RISHI SUNAK was accused of desperate scaremongering as he claimed Labour leader Sir Keir Starmer would risk national security and embolden Russia’s Vladimir Putin today.
The straw-clutching Prime Minister said Labour’s position on defence sent the wrong message at a time when the world was facing “one of the most dangerous periods we’ve ever known.”
He said the country faced threats over the next five years from an “axis of authoritarian powers,” extremists seeking to sow division at home, artificial intelligence and global forces imperilling people’s financial security.
Mr Sunak also hit out at the “unprincipled” Labour leader over the defection of former Tory MP for Dover Natalie Elphicke, who has held an anti-strike stance and reportedly lobbied a minister to interfere in her then-husband’s sex offences trial.
He said: “It shows him to be completely and utterly unprincipled. This is someone who went from embracing Jeremy Corbyn to embracing Natalie Elphicke.”
Vowing to fight the next election on defence, Mr Sunak criticised Labour’s failure to meet the government plans to raise defence spending to 2.5 per cent of gross domestic product (GDP).
With the Tories more than 20 points behind in the opinion polls, he said that the government’s commitment to spend 2.5 per cent of GDP on defence meant he could promise enduring support to Ukraine.
“Keir Starmer can’t stand here and make that pledge and, actually, the Labour Party and Keir Starmer not matching our investment on defence spending emboldens our adversaries,” he added.
“What do you think Putin thinks when he sees that?”
Labour has said it wants to raise defence spending to 2.5 per cent of GDP but has not set a date for that target and said it would carry out a defence review if it wins the election.
Sir Keir called Mr Sunak’s speech to the Policy Exchange think tank “his seventh reset in 18 months,” adding: “Having worked on national security in my previous role when I was director of public prosecutions, I know first-hand the importance of national security.”
TUC general secretary Paul Nowak said that the Tories’ record in government showed they were the real danger to living standards, public services and workers’ rights in this country.
“And for all Rishi Sunak’s warnings about future threats — he’s still refusing to bring forward legislation to protect workers from discrimination and exploitation due to misuse of AI,” he said.

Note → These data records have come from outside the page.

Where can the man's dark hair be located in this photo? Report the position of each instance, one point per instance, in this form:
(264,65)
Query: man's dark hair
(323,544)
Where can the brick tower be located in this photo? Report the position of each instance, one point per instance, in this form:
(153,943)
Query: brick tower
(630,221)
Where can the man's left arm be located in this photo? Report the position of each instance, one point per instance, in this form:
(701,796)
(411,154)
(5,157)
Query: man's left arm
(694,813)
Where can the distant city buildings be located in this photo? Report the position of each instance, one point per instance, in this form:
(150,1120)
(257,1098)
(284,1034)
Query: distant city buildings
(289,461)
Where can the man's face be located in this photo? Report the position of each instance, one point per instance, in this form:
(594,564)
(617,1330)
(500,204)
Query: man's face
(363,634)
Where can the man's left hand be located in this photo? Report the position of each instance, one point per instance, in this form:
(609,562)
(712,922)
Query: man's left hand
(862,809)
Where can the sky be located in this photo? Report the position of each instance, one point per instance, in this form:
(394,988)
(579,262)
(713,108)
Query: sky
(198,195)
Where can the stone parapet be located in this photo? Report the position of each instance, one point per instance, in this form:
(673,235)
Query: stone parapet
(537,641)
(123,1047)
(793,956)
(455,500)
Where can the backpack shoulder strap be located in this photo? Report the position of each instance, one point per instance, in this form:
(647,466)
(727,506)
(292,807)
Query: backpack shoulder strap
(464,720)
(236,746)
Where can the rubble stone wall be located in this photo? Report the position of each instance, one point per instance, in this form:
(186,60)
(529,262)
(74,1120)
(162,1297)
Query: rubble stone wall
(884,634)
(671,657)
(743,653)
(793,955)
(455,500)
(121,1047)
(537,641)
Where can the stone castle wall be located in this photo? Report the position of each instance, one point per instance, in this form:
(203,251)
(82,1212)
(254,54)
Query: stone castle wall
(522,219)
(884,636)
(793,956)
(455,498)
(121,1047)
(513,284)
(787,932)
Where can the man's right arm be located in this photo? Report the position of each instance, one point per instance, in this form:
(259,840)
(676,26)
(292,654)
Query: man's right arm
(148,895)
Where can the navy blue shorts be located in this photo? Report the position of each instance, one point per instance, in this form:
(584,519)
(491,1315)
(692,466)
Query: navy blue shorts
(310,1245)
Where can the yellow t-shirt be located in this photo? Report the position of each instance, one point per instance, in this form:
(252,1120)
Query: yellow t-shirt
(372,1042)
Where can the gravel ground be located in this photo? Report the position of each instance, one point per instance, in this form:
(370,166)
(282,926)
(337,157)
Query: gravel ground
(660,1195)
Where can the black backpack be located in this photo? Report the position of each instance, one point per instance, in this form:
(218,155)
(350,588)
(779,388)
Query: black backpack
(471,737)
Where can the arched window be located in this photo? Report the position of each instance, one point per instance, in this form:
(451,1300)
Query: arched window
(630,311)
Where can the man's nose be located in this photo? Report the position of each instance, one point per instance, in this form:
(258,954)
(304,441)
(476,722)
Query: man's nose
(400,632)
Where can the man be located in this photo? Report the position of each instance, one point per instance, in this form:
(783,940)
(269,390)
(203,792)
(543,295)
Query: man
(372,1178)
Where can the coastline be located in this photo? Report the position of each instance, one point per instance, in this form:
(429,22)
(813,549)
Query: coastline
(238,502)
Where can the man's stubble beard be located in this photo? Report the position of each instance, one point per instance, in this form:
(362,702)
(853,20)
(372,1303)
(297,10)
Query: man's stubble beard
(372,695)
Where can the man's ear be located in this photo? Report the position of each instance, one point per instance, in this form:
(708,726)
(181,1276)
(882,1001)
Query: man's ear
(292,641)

“While the likes of the US and EU are putting legal guardrails in place to make sure AI can be used safely in the workplace our government has done nothing.”
The union federation, which last month published a “ready-to-go” expert legal blueprint for regulating AI in the workplace, says employment law is failing to keep pace with the rapid speed of technological change, leaving many workers vulnerable to exploitation and discrimination.
A spokesman for Momentum said: “This was another desperate speech from a Prime Minister and a Conservative Party who have run out road.
“Fourteen years of Tory austerity and privatisation have broken Britain and voters are sick and tired of it. Sunak’s scaremongering is convincing no-one, as the latest election results show.
“Now we need a real Labour alternative based on public investment and public ownership, not more of the same.”
Responding to his speech, Campaign for Nuclear Disarmament general secretary Kate Hudson said: “The Prime Minister is right to say that nuclear dangers are at their highest since the Cuban missile crisis, yet his own government — and previous Tory governments — have done so much to increase that danger.”
She said former PM Boris Johnson in 2021 announced a 40 per cent increase in Britain’s nuclear arsenal, five years after Theresa May’s government oversaw the agreement to replace Britain's current nuclear weapons system Trident.
“Both of those decisions break international law and ride roughshod over Britain’s obligation to disarm under the nuclear Non-Proliferation Treaty,” said Ms Hudson.
“Equally dangerous and foolhardy is the government’s silent acquiescence in the US deployment of its own nuclear weapons to Britain, planned for return to Lakenheath for the first time since 2008.
“This has already led to Russia’s decision to site its own nuclear weapons in Belarus.”
New Ipsos polling shows three in four Britons think it is unlikely Mr Sunak will win the next election.